Algae Fuel Cost and Production Breakthroughs


Algae Ventures claims to have a method of lowering the cost for harvesting, dewatering, and drying algae by Over 99.75%.

Patent documents have been filed and an operational prototype unit has been demonstrated to collaborators who have participated in research and commercialization proposals.

Prototype and laboratory testing has successfully been achieved with three species attempted including Chlorella vulgaris, Euglena gracilis, and Botryococcus braunii. The company plans to continue development on the process, equipment, and technology and is looking to establish relationships with potential customers, licensees, distributors, as well as funding or investing sources.

The best way to describe our breakthrough technology in algae harvesting, dewatering,
and drying is a model of nature’s liquid moving strategies in organisms. No biological system has anything even remotely close to a functioning centrifuge. For that matter we found it difficult to find flocculation or flotation occurring in a biological organism.

A centrifuge moves the entire mass of water and its contents in order to separate into fractions. This was also true of flocculation, flotation, and other methods to a certain degree because the focus was on moving the algae and not moving the water. A water molecule is 1/33,000 the size of a 10 micron algae. When differential pressure (even excessive gravitational pressure in the form of a water column) is moved to force algal mass and water through a screen, this energy compacts the algal mass into a form that blocks water and impacts algal mass into screen.

So using several of nature’s gifts to move the water molecules by changing the surface tension, adhesion, cohesion, taking advantage of the meniscus being formed, a capillary action from a compression pull (think artificial Transpirational) allowing absorption and next, use water’s surface area to mass to dramatically improve evaporation (think of a water based paint applied thin and how quick it dries).

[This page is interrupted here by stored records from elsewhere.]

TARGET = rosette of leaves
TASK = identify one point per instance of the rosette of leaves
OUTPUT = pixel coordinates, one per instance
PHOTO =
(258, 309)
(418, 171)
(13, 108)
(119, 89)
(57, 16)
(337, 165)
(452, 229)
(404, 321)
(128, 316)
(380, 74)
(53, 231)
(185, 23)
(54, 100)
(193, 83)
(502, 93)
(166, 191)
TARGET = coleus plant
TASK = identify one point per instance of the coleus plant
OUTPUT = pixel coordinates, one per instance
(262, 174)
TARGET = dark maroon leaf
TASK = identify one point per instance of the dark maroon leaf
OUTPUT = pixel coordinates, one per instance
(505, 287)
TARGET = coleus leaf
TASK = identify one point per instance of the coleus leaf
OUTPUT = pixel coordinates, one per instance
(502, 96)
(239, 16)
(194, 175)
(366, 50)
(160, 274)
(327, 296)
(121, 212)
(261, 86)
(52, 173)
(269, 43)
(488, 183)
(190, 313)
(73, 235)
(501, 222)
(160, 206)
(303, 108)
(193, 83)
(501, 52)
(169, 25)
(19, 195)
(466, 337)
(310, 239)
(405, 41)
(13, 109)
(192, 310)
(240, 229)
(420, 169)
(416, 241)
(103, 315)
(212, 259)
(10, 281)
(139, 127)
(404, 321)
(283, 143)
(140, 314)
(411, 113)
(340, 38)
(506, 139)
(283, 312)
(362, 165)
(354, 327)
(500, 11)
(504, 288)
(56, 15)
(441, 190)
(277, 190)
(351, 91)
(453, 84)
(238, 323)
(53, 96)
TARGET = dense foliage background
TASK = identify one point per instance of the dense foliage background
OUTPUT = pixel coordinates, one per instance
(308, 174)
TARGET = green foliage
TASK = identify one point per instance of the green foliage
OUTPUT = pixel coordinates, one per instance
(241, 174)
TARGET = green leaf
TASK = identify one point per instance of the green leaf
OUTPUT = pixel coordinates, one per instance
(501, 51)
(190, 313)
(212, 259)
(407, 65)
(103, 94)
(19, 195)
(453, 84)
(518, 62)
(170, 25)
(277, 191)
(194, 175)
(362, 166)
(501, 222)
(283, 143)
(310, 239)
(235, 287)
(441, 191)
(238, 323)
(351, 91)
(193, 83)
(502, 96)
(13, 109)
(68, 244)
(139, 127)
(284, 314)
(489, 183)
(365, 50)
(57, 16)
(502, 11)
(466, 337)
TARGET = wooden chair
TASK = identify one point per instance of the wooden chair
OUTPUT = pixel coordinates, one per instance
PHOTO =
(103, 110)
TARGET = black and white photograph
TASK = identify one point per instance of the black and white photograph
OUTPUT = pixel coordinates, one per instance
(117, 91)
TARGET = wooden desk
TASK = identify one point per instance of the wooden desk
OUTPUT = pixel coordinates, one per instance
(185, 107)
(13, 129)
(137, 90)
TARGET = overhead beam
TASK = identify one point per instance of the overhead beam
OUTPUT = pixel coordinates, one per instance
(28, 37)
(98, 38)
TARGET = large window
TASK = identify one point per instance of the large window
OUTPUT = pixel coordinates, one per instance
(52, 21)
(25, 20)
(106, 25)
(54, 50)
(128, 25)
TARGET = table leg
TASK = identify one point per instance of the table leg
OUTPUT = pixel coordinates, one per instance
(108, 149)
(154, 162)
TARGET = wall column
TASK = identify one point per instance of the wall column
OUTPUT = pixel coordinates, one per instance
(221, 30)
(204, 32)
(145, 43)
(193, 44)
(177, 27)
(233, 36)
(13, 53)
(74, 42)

Surface tension can be broken by hundreds of ways, however, a class of materials that
were patented several years ago has a combination of natural plus synthetic materials
called superabsorbent polymer (SAP) fabrics. It is these SAP fabric material types of we call our “cap belt” and they allow for simulating nature in multiple ways. These materials, when put into contact with the bottom of the screen (water meniscus), have the capability to move vast amounts of water without moving the algae because the molecular bonds from water to water are stronger then water to algae, as long as energy applied does not break water’s bonds to itself. The capillary effect and adhesion effect (once wetted, and rung) can be designed to be continuous, just like the screen can be designed to be continuous.

This continuous approach allows for a thin layer of algae to be continuously processed from in solution to dry flake in a distance of four feet at a scalable rate with scalable equipment. In our prototype equipment, the rate exceeds 500 liters per hour on less than 40 watts per hour of run time.

SEPARATE ALGAE FUEL PROCESS WORK

Bionavitas is another company making progress on algae fuel processes.


Bionavitas’ Light Immersion Technology greatly enhances algae growth by evenly distributing light deep into the algae culture.

. Before Bionavitas made its Light Immersion Technology available to the public, nearly every large scale approach to algae growth has been challenged by a simple fact of nature: as algae grow, they become so dense they block the light needed for continued growth.

This “self-shading” phenomenon results in a layer that limits the amount of algae per acre that can be grown and harvested. The Light Immersion Technology developed by Bionavitas fundamentally changes this equation by enabling the algae growth layer in open ponds to be up to a meter deep. This represents a 10 to 12 time increase in yield over previous methods that produced only 3-5 centimeters of growth.

At the core of Light Immersion Technology is an innovative approach at bringing light to the algae culture in both open ponds and closed bioreactors through a system of light rods which extend deep into the algae culture. By distributing light below the surface “shade” layer and releasing the light in controlled locations, algae cultures can grow denser. In external canal systems, the rods distribute light from the sun into the culture. This abundant and free energy source is ideal for generating large amounts of algae for use as biofuels.

In closed bioreactors, the rods evenly distribute more readily absorbed red and blue spectrum light from high efficiency LEDs. While the LEDs increase the cost of production, algae grown in these systems are used for higher value markets such as nutraceuticals.